In fact, Rather suggested that the media asked tough questions, but their crime was to publicize the Bush administration's official -- and dishonest, in his view -- answers, and then move on to other news. Apparently, it was the media's job to spend the rest of the newscast pointing out just how malignantly wrong the White House was, to underline that the government (at least in Republican hands) is a throne of lies.
If that is true, then wasn't Rather condemning himself?
Rather lamented that when "reputable people" have questioned the Bush line, "the press has treated them like voices in the wilderness. These views, though they might be given air time, become lone dots -- dots that journalists don't dare connect, even if the connections are obvious, even if people on the Internet and in the independent press are making these very same connections. The mainstream press doesn't connect these dots because someone might then accuse them of editorializing, or of being the, quote, 'liberal media.'"
What? Critics of the Bush line weren't "voices in the wilderness." They were regular and honored guests.
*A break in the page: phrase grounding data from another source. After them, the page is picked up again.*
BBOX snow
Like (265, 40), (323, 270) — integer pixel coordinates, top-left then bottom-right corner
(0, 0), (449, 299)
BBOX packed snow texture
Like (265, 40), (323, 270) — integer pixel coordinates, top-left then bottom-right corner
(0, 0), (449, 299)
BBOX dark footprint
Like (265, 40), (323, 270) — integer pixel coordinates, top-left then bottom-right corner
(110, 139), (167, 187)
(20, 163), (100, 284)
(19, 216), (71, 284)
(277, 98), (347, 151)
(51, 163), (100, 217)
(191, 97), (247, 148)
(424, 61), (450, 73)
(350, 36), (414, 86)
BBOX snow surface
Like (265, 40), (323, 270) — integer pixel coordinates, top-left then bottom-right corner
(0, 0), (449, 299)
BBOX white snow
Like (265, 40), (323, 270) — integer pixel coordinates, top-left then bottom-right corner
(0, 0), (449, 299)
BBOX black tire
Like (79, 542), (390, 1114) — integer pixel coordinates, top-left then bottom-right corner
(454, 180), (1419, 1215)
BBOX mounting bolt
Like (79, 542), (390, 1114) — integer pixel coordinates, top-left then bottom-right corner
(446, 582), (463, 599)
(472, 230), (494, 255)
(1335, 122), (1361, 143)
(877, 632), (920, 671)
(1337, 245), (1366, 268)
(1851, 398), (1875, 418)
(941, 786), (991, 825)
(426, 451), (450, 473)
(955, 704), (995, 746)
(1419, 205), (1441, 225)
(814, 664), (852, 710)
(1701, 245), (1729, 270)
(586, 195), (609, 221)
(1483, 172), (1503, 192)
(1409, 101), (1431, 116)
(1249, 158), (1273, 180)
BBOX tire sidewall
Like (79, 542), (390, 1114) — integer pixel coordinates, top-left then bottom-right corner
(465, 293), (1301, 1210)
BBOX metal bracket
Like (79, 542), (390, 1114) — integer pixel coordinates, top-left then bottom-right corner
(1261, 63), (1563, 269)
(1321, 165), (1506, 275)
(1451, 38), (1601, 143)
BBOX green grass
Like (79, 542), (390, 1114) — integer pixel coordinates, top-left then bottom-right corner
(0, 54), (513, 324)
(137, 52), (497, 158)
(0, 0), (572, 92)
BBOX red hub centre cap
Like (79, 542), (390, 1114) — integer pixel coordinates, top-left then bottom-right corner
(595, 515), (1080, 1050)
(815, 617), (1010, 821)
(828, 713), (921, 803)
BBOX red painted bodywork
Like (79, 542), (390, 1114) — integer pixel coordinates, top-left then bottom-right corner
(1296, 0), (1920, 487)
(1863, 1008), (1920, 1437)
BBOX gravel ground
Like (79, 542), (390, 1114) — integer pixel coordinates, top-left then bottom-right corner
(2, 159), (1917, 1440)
Take ABC. That network not only aired sappy soundbites with Saddam, but sympathetic interviews with Saddam spokesman Tariq Aziz, with Saddam-funded "human shields" from America, and with "diverse" protesters in the streets with Ramsey Clark, Saddam's defense lawyer. U.N. experts like Hans Blix, a man vocally against any military intervention, were treated like gurus.
The major media disrespected the anti-war, anti-Bush side? This is clearly the loopiest passage in the whole speech -- if you don't count the entire vibe of document-faking Dan Rather posing as a guardian of journalism.
Dan Rather, do us all a favor. For once and for all, retire.